Avec un score de 8-6 pour la Nouvelle-Zélande, il ne manque "que" ce précieux point aux Kiwis pour triompher. L'équipe de voile américaine de Larry Ellison doit encore gagner trois fois de suite pour s'emparer du pot d'argent. S'ils y parvenaient, ce serait l'un des retours les plus étonnants de l'histoire du sport. Les Kiwis peuvent déjà sentir le souffle des défenseurs sur leur nuque. Pourtant, le skipper Dean Barker a fait preuve de sérénité : "Nous sommes en très bonne forme. Nous savons que nous pouvons y arriver si nous naviguons bien".
En Nouvelle-Zélande, les fans s'inquiètent du chef d'équipe Grant Dalton, qui a participé à la huitième victoire des Kiwis. Comme Sir Peter Blake en son temps, Dalton est considéré comme une sorte de talisman de l'équipe. Depuis qu'il n'est plus présent sur l'eau, les choses vont de mal en pis. Mais Dalton, 56 ans, avait toujours dit qu'il laisserait la place à des membres d'équipage plus jeunes et plus forts si cela était nécessaire. Comme les organisateurs n'ont plus de jours de repos en raison du marathon de la Coupe et qu'ils naviguent tous les jours (si le vent le permet), les exigences physiques des athlètes ont considérablement augmenté. Barker a expliqué : "Il est aussi exigeant physiquement de naviguer dans des vents légers que dans des vents forts. Si ce n'est plus exigeant encore".
Il reste aux Kiwis trois points de match supplémentaires pour remporter cette bataille de voile qui s'approche de son apogée. Les prévisions météorologiques annoncent des vents plus frais pour mardi. Peut-être que Dean Barker, son tacticien Ray Davies et l'équipage pourront alors mieux saisir leur chance dans la 17e course avec un avantage de 10 secondes lors de l'entrée dans la boîte de départ imaginaire, car ils ont également fait preuve de scènes de départ impressionnantes et d'un potentiel d'accélération extrême lors de la première semaine de la Coupe.

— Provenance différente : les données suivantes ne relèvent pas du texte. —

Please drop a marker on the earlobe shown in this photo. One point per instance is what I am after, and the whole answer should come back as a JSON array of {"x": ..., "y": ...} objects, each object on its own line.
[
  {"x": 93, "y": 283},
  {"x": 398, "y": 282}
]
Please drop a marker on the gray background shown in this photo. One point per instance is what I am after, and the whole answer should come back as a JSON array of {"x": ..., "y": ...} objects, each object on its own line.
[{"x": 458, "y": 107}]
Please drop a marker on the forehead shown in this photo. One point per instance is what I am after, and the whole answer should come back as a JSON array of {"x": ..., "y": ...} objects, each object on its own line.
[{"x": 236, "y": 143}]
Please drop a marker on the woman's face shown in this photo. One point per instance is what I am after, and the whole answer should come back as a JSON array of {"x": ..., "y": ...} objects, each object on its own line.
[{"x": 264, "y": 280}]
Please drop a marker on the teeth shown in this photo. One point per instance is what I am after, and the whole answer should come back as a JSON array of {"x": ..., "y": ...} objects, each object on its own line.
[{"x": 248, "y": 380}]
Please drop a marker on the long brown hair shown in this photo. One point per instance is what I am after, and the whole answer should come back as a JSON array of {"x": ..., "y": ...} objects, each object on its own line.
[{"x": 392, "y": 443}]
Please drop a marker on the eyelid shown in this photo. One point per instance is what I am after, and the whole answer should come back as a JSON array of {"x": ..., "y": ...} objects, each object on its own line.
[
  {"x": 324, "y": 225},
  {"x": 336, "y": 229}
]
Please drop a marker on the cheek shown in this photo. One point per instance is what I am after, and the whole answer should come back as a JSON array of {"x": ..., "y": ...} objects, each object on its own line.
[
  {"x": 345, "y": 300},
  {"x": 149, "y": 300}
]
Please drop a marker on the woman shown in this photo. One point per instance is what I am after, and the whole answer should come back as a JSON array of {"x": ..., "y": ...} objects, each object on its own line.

Le duel devient de plus en plus un thriller qu'un scénariste n'aurait pas pu mieux concevoir. Peut-être faudrait-il bientôt remplacer la mélodie de la Coupe par la musique du film "Rocky". La résurrection des Américains est célébrée. Le skipper d'Oracle James Spithill ne se lasse pas de continuer à décrire avec délectation le rôle de son équipe comme celui d'un "outsider". L'échange psychologique a fait son entrée depuis longtemps dans cette édition de la Cup.
Mais ce mardi, Spithill et son équipe ont surtout marqué des points grâce à un bateau d'une rapidité et d'une légèreté impressionnantes. Les 15 nouveaux certificats de jauge que les Américains ont reçus jusqu'à présent - un nouveau chaque jour de course - témoignent des modifications intensives apportées chaque jour à leur catamaran pendant le duel de Coupe en cours. Mardi, un autre sera ajouté. "Nous avons un super bateau. Et nous pouvons gagner cette coupe. Peu importe le nombre de courses qu'il reste", s'est réjoui Spithill lundi. Lors de la conférence de presse d'après-course, Dean Barker a répliqué : "Nous ne voudrions pas échanger notre position actuelle. Nous avons encore des points de match. Nous ne sommes pas irréprochables, nous devons nous améliorer. Mais nous sommes en forme et nous croyons que nous pouvons gagner. C'est la foi en la victoire qui nous motive en tant qu'équipe".
La question reste de savoir si l'avantage manifeste du catamaran américain au portant sera toujours aussi net dans les vents annoncés plus forts pour mardi, ou si les Kiwis retrouveront alors leur force d'antan. Si ce n'est pas le cas, les choses se corseront pour Team of the Heart, car ensuite, c'est à nouveau Oracle Team USA qui prendra la tête de la grille de départ deux fois de suite. La course décisive se déroulera donc à égalité 8:8.